For these functions, we need a single long list of word and tag pairs. dependency_treebank.tagged_words() can be used to get such a list from our corpus:

wtPairs = dependency_treebank.tagged_words()

Using FreqDist and a simple comprehension, we can then get a frequency distribution for just the words in our corpus:

wfd=FreqDist(w for (w,t) in wtPairs)
wfd
wfd.plot(50)

And finally using ConditionalFreqDist(), we can compute the conditional frequency distribution of word and tag pairs for our corpus like this:

cfd = ConditionalFreqDist(wtPairs)
the_fd = cfd['the']
the_fd
len(the_fd)
the_fd.tabulate()

cfd['the'] gives the frequency distribution of tags for the word the. fd.tabulate() prints this distribution in tabular form. Compare this with the conditional frequency distribution computed in the previous section, for the word the. Both should give same results.

Unigram Tagger

We shall now build a simple POS tagger called a unigram tagger using the function unigram_tagger. This fuction takes three arguments. The first one is a conditional frequency distribution, which can be generated using the nltk functions described above. The second argument is the most frequent POS tag. The third argument is a sentence that needs to be tagged. The goal of this function is to tag the sentence using probabilities from the CFD and most frequent POS tag. In order to make it work, you must complete its helper function, called ut1, to process a single word. If the word is seen (present in the CFD), it should assign the most frequent tag for that word. For unseen words (not present in the CFD), it should assign the overall most frequent POS tag, as passed in as the 3rd argument.

Why is this called a Unigram tagger? How does it differ from an HMM tagger?

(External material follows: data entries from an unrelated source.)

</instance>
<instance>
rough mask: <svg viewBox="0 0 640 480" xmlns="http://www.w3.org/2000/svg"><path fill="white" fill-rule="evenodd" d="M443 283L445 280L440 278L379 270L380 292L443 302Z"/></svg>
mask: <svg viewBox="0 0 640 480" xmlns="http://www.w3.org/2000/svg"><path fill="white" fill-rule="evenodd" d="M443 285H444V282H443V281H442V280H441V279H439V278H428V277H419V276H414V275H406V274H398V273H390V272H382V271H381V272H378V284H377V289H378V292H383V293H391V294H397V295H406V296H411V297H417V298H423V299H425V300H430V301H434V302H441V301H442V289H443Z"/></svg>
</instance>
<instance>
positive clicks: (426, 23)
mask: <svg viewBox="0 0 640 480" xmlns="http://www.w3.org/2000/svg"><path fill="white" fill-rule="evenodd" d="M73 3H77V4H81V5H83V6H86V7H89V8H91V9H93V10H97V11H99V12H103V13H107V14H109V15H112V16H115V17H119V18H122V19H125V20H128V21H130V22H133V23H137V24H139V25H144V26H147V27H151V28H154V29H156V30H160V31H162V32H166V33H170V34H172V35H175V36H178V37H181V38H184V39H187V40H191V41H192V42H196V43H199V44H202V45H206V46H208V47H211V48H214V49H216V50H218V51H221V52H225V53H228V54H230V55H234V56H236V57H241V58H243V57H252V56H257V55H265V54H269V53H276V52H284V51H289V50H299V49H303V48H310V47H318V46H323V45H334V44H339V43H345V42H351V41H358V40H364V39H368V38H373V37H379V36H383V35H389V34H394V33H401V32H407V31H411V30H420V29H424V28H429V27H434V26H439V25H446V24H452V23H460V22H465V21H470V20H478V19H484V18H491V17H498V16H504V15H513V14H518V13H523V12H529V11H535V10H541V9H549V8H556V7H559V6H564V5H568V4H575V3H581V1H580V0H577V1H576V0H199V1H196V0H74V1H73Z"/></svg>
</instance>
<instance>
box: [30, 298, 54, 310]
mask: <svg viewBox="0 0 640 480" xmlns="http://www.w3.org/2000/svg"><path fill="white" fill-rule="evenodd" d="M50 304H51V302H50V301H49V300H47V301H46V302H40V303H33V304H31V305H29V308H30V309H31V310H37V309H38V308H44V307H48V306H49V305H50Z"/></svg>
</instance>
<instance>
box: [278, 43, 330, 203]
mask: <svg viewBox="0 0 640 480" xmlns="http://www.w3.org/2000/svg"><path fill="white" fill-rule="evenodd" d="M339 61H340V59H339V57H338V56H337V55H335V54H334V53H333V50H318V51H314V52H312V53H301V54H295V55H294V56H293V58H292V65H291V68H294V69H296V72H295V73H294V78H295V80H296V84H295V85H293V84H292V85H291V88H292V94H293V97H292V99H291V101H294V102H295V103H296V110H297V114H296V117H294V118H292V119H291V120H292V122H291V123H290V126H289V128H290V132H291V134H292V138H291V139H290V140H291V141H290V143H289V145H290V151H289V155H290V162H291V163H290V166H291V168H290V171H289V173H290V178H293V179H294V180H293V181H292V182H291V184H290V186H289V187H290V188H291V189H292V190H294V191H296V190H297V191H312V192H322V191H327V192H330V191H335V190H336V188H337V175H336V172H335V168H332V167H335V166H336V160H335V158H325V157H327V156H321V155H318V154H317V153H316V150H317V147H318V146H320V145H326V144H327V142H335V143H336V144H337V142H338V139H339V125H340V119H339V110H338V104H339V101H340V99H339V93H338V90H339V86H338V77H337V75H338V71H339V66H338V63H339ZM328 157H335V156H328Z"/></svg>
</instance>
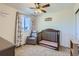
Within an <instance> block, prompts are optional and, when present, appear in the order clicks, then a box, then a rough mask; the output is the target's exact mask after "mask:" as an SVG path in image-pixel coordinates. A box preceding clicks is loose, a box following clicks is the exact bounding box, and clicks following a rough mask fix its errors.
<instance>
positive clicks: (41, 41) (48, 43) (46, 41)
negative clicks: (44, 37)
mask: <svg viewBox="0 0 79 59" xmlns="http://www.w3.org/2000/svg"><path fill="white" fill-rule="evenodd" d="M40 43H42V44H46V45H50V46H54V47H58V46H57V43H56V42H51V41H46V40H41V41H40Z"/></svg>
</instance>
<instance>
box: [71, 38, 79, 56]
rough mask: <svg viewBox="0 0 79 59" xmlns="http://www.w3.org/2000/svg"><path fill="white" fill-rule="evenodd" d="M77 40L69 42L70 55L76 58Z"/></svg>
mask: <svg viewBox="0 0 79 59" xmlns="http://www.w3.org/2000/svg"><path fill="white" fill-rule="evenodd" d="M78 48H79V40H70V55H71V56H78V51H79V50H78Z"/></svg>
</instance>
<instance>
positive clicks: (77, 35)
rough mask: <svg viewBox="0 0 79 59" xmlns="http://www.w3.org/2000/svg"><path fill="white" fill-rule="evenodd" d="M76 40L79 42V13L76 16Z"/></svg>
mask: <svg viewBox="0 0 79 59" xmlns="http://www.w3.org/2000/svg"><path fill="white" fill-rule="evenodd" d="M76 38H77V40H79V12H78V13H77V14H76Z"/></svg>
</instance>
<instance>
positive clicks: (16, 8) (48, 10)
mask: <svg viewBox="0 0 79 59" xmlns="http://www.w3.org/2000/svg"><path fill="white" fill-rule="evenodd" d="M42 4H43V3H42ZM44 4H45V3H44ZM6 5H8V6H11V7H13V8H16V9H17V10H20V11H22V12H24V13H26V14H34V10H33V9H30V8H29V7H35V5H34V3H6ZM73 6H74V4H73V3H51V4H50V7H48V8H47V9H46V10H47V12H58V11H60V10H63V9H66V8H71V7H73Z"/></svg>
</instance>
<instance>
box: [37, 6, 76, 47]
mask: <svg viewBox="0 0 79 59" xmlns="http://www.w3.org/2000/svg"><path fill="white" fill-rule="evenodd" d="M46 17H52V18H53V20H52V21H44V19H45V18H46ZM74 25H75V23H74V13H73V7H71V8H67V9H64V10H61V11H59V12H54V13H46V14H43V15H41V16H39V17H38V21H37V30H38V32H40V31H41V30H43V29H46V28H52V29H56V30H60V32H61V37H60V44H61V45H62V46H64V47H69V43H70V39H74V37H75V29H74Z"/></svg>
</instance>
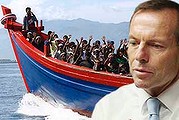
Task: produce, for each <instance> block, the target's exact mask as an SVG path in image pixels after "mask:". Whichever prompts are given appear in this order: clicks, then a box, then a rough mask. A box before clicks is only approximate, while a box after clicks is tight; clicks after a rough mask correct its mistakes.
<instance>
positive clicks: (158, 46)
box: [151, 44, 163, 49]
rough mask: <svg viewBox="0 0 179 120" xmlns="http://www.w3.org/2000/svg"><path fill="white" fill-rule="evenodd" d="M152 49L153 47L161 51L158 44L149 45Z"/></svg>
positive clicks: (155, 48)
mask: <svg viewBox="0 0 179 120" xmlns="http://www.w3.org/2000/svg"><path fill="white" fill-rule="evenodd" d="M151 46H152V47H154V48H155V49H162V48H163V46H162V45H159V44H151Z"/></svg>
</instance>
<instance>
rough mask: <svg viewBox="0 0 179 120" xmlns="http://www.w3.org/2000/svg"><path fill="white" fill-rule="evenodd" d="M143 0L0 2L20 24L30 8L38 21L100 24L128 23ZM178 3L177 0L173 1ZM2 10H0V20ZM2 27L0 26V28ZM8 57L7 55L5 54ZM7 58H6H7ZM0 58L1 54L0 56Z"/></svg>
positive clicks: (27, 0)
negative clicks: (10, 11)
mask: <svg viewBox="0 0 179 120" xmlns="http://www.w3.org/2000/svg"><path fill="white" fill-rule="evenodd" d="M144 1H145V0H0V5H4V6H6V7H9V8H11V11H12V13H14V14H16V16H17V21H18V22H20V23H22V21H23V17H24V15H25V14H26V13H25V8H26V7H27V6H28V7H31V8H32V12H33V13H34V14H35V15H36V17H37V19H38V20H55V19H62V20H72V19H77V18H83V19H87V20H91V21H97V22H101V23H120V22H128V21H129V19H130V17H131V15H132V13H133V11H134V9H135V7H136V6H137V5H138V4H139V3H141V2H144ZM175 1H176V2H179V0H175ZM1 18H2V10H0V19H1ZM2 27H3V26H2V25H1V24H0V28H2ZM7 55H8V54H7ZM7 57H8V56H7ZM0 58H1V54H0Z"/></svg>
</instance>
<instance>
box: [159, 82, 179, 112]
mask: <svg viewBox="0 0 179 120" xmlns="http://www.w3.org/2000/svg"><path fill="white" fill-rule="evenodd" d="M178 89H179V80H177V81H176V82H175V83H174V84H173V85H172V86H170V87H169V88H168V89H166V90H165V91H164V92H162V93H161V94H160V95H159V96H158V99H159V100H160V101H161V102H162V103H163V104H164V105H165V106H166V107H167V108H168V109H169V110H170V111H171V112H174V110H175V108H176V105H175V103H176V102H177V101H178V99H179V92H178Z"/></svg>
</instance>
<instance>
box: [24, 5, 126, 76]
mask: <svg viewBox="0 0 179 120" xmlns="http://www.w3.org/2000/svg"><path fill="white" fill-rule="evenodd" d="M26 12H27V15H26V16H25V17H24V25H23V29H26V30H27V31H28V32H27V35H26V38H27V40H28V41H29V42H30V43H32V45H34V46H35V47H36V48H38V49H39V50H40V51H42V52H46V53H47V55H46V56H51V57H53V58H55V59H59V60H62V61H65V62H68V63H71V64H75V65H79V66H84V67H88V68H91V69H93V70H95V71H107V72H110V73H116V74H129V65H128V56H127V48H128V42H127V39H123V40H120V44H119V47H118V49H117V50H116V51H115V47H114V41H110V40H106V37H105V36H103V37H102V38H101V41H102V42H101V41H100V40H96V41H94V42H93V43H91V42H92V40H93V36H89V38H88V39H84V38H83V37H81V38H80V39H76V40H75V41H76V42H74V40H71V38H72V36H71V35H64V36H63V38H62V39H61V38H59V37H58V35H57V34H56V33H55V32H53V31H48V38H47V40H43V39H42V38H41V36H40V35H38V34H37V33H36V32H35V31H33V30H31V27H34V26H35V24H34V22H35V21H36V20H37V19H36V17H35V15H34V14H33V13H32V12H31V9H30V8H29V7H28V8H26ZM32 21H33V22H32ZM91 44H92V45H91ZM44 46H45V47H44ZM44 48H46V49H45V50H44ZM47 51H48V52H47Z"/></svg>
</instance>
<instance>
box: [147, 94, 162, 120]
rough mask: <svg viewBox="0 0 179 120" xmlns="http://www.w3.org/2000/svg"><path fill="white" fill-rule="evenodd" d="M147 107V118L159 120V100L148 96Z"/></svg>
mask: <svg viewBox="0 0 179 120" xmlns="http://www.w3.org/2000/svg"><path fill="white" fill-rule="evenodd" d="M147 108H148V112H149V120H159V108H160V101H159V100H158V99H157V98H155V97H151V98H149V99H148V100H147Z"/></svg>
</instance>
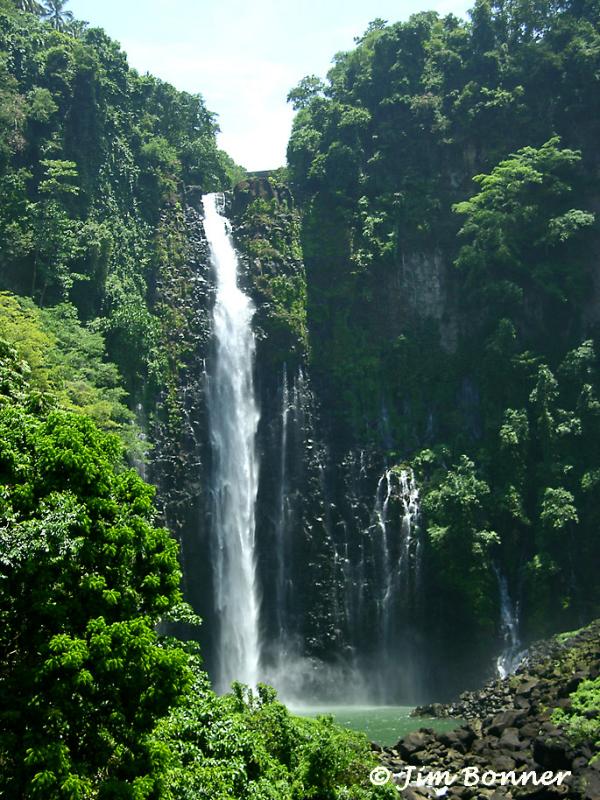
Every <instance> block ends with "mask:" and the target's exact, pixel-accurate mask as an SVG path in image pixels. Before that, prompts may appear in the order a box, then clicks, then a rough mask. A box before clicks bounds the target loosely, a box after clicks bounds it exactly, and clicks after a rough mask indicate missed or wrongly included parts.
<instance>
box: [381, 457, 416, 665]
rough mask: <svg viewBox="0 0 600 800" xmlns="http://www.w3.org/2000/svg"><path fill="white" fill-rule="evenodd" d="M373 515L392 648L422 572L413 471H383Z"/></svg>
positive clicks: (388, 646) (381, 616)
mask: <svg viewBox="0 0 600 800" xmlns="http://www.w3.org/2000/svg"><path fill="white" fill-rule="evenodd" d="M391 507H393V508H394V511H395V512H396V513H392V510H391ZM373 517H374V521H375V530H376V531H377V532H378V533H379V536H380V565H381V567H380V569H381V575H380V587H381V590H380V594H379V599H378V600H377V606H378V612H379V618H380V627H381V635H382V646H383V649H384V650H389V649H390V648H391V647H393V646H394V645H395V644H397V643H396V642H395V641H394V640H395V638H397V637H396V635H395V634H394V628H396V629H398V628H399V627H402V626H401V625H398V622H399V621H400V622H401V620H399V617H401V616H406V614H407V613H408V612H409V611H410V610H411V609H412V608H414V606H415V604H416V602H417V594H418V588H419V579H420V573H421V551H422V547H421V537H420V536H419V518H420V507H419V489H418V487H417V485H416V482H415V478H414V475H413V473H412V470H410V469H402V470H398V469H387V470H386V471H385V472H384V473H383V475H382V476H381V477H380V479H379V482H378V484H377V491H376V493H375V505H374V509H373ZM402 612H404V614H403V613H402Z"/></svg>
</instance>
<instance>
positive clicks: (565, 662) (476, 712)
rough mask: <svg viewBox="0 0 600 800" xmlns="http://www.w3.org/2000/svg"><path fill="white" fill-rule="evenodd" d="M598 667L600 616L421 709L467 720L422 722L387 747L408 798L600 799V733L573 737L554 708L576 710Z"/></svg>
mask: <svg viewBox="0 0 600 800" xmlns="http://www.w3.org/2000/svg"><path fill="white" fill-rule="evenodd" d="M599 675H600V621H596V622H595V623H593V624H591V625H589V626H588V627H586V628H584V629H582V630H581V631H578V632H576V633H574V634H570V635H563V636H558V637H555V638H554V639H551V640H549V641H547V642H542V643H539V644H537V645H534V646H533V647H532V648H530V651H529V653H528V656H527V658H526V659H525V661H524V662H523V663H522V664H521V666H520V667H519V669H518V670H517V672H516V673H515V674H514V675H511V676H508V677H507V678H505V679H502V680H497V681H494V682H493V683H490V684H488V685H487V686H485V687H484V688H483V689H481V690H480V691H476V692H466V693H464V694H462V695H461V696H460V698H459V699H458V700H457V701H456V702H455V703H450V704H448V705H441V704H435V705H431V706H424V707H421V708H419V709H417V710H416V711H418V712H419V713H420V714H423V715H427V716H432V715H433V716H446V717H451V716H456V717H462V718H463V719H466V720H467V722H466V724H464V725H462V726H461V727H458V728H457V729H455V730H452V731H446V732H444V733H438V732H435V731H433V730H432V729H430V728H422V729H421V730H419V731H415V732H412V733H410V734H408V735H406V736H405V737H404V738H402V739H401V740H400V741H399V742H398V743H397V744H396V745H395V746H394V747H390V748H384V749H379V750H378V753H379V757H380V760H381V764H382V767H385V768H387V769H388V770H389V771H390V773H391V774H392V775H391V777H390V779H393V780H394V781H395V782H396V783H397V785H398V788H399V789H400V792H399V796H401V797H404V798H407V800H422V799H424V798H433V797H444V796H445V797H449V798H450V797H458V798H462V799H463V800H471V798H472V799H473V800H474V799H475V798H477V800H480V799H481V798H485V799H486V800H505V799H510V798H520V797H527V798H530V799H531V800H546V799H548V800H550V798H556V797H567V798H573V800H600V755H599V752H598V742H597V741H596V742H594V741H593V739H594V738H595V737H594V736H593V735H592V736H589V737H587V738H585V737H584V738H583V739H582V738H581V736H580V737H579V738H578V739H574V738H573V735H572V732H571V735H569V732H568V731H566V730H565V729H564V728H563V727H562V726H560V725H558V724H556V722H557V720H556V716H555V711H556V709H562V710H563V711H564V712H565V713H566V714H569V713H570V712H571V711H572V710H573V698H572V695H573V693H574V692H576V690H577V689H578V687H579V686H580V685H581V684H582V682H583V681H591V680H595V679H596V678H598V676H599ZM599 715H600V708H597V707H596V708H592V709H586V710H585V711H584V712H583V719H584V720H586V721H588V720H592V721H593V720H595V719H597V717H598V716H599ZM553 716H554V719H553ZM596 731H598V727H596ZM410 767H413V768H414V769H413V770H409V768H410ZM465 771H467V772H465ZM561 772H562V773H563V775H562V777H561V779H560V780H558V779H556V776H558V774H559V773H561ZM436 773H438V774H437V775H436ZM444 773H447V776H446V775H444ZM491 773H495V775H496V779H495V780H494V776H493V775H492V774H491ZM544 773H546V776H547V779H546V780H543V777H544ZM486 776H487V777H486ZM503 776H508V777H505V778H503ZM550 776H554V778H555V779H554V780H551V778H550ZM408 778H410V781H408ZM502 780H504V781H505V784H504V785H501V784H502ZM428 782H429V783H432V784H433V785H428ZM406 783H408V784H409V785H407V786H405V784H406ZM419 783H420V784H421V785H417V784H419ZM486 783H489V784H490V785H486ZM466 784H467V785H466ZM468 784H471V785H468Z"/></svg>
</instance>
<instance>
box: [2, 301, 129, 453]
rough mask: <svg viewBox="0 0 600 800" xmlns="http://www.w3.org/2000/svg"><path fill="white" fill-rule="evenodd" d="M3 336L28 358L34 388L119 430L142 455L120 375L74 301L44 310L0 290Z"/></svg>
mask: <svg viewBox="0 0 600 800" xmlns="http://www.w3.org/2000/svg"><path fill="white" fill-rule="evenodd" d="M0 336H1V337H2V338H3V339H5V340H6V341H7V342H8V343H9V344H11V345H12V346H13V347H14V348H15V349H16V350H17V352H18V354H19V357H20V358H21V359H22V360H23V361H24V362H26V363H27V365H28V367H29V369H30V370H31V373H30V383H31V385H32V387H33V388H34V389H36V390H38V391H40V392H42V393H44V394H46V393H50V394H52V395H54V397H55V398H56V400H57V402H58V403H59V404H60V405H61V407H62V408H64V409H66V410H69V411H77V412H79V413H82V414H85V415H87V416H89V417H90V418H91V419H93V420H94V422H96V424H97V425H99V426H100V427H101V428H102V429H103V430H105V431H108V432H113V433H117V434H118V435H119V436H120V437H121V438H122V440H123V441H124V442H125V443H126V445H127V447H128V450H129V452H130V455H132V456H137V457H141V456H142V455H143V454H142V452H141V440H140V438H139V431H138V429H137V427H136V426H135V425H134V424H133V414H132V413H131V411H129V409H128V408H127V405H126V403H125V399H126V393H125V391H124V390H123V388H122V386H121V377H120V375H119V372H118V370H117V368H116V366H115V365H114V364H111V363H109V362H107V361H106V353H105V345H104V339H103V337H102V335H101V334H99V333H95V332H93V331H92V330H90V329H89V328H85V327H83V326H82V325H81V324H80V323H79V321H78V319H77V312H76V311H75V309H74V308H73V306H71V305H68V304H63V305H59V306H56V307H54V308H45V309H40V308H38V307H37V306H36V305H35V304H34V303H33V302H32V301H31V300H29V299H27V298H24V297H16V296H15V295H11V294H9V293H7V292H3V293H0Z"/></svg>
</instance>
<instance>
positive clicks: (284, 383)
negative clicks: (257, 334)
mask: <svg viewBox="0 0 600 800" xmlns="http://www.w3.org/2000/svg"><path fill="white" fill-rule="evenodd" d="M281 406H282V407H281V451H280V454H279V495H278V498H277V524H276V531H275V534H276V549H277V624H278V628H279V638H280V639H281V640H283V639H285V633H286V631H285V616H286V610H287V602H288V586H287V584H288V578H287V577H286V563H287V561H288V552H287V550H288V545H287V493H288V486H287V446H288V427H289V417H290V413H291V410H292V409H291V407H290V391H289V388H288V378H287V367H286V365H285V364H284V366H283V383H282V388H281Z"/></svg>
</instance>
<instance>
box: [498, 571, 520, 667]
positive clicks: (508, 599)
mask: <svg viewBox="0 0 600 800" xmlns="http://www.w3.org/2000/svg"><path fill="white" fill-rule="evenodd" d="M494 572H495V574H496V579H497V581H498V590H499V593H500V625H501V628H502V636H503V639H504V648H503V650H502V652H501V653H500V655H499V656H498V658H497V660H496V670H497V672H498V675H499V677H500V678H506V676H507V675H510V674H511V673H512V672H514V671H515V670H516V668H517V667H518V666H519V663H520V662H521V659H522V657H523V653H522V651H521V640H520V639H519V604H518V603H516V604H515V603H513V602H512V600H511V597H510V594H509V592H508V581H507V580H506V575H503V574H502V573H501V572H500V570H499V569H498V567H496V566H494Z"/></svg>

Run this simple tagger and tag the sentences a) "book a flight to London" and b) "I bought a new book". Look at the POS tags. Are there any errors in the POS tags? If so, what could be the reason for them?

Going further

1. Run the simple tagger developed on the sentence "I bought two new books." What error do you see, and what improvement can you think of that can handle it?

2. Do you think the Penn tagset will work well for social media text such as twitter data which contains non-standard English text?

3. NLTK has libraries to train different taggers. Using these libraries, build unigram and Hidden Markov Model taggers and evaluate them. First, split the data into two parts(90%, 10%). Consider first 90% of the data as training data and the remaining 10% of the data as testing data. Build taggers using the training data. Then run the taggers on the test data and evaluate the performance of the tagger

help(nltk.tag.hmm.HiddenMarkovModelTagger) and help(nltk.UnigramTagger) are your friends. Note particularly the evaluate function for evaluating the tagging of a collection of test sentences.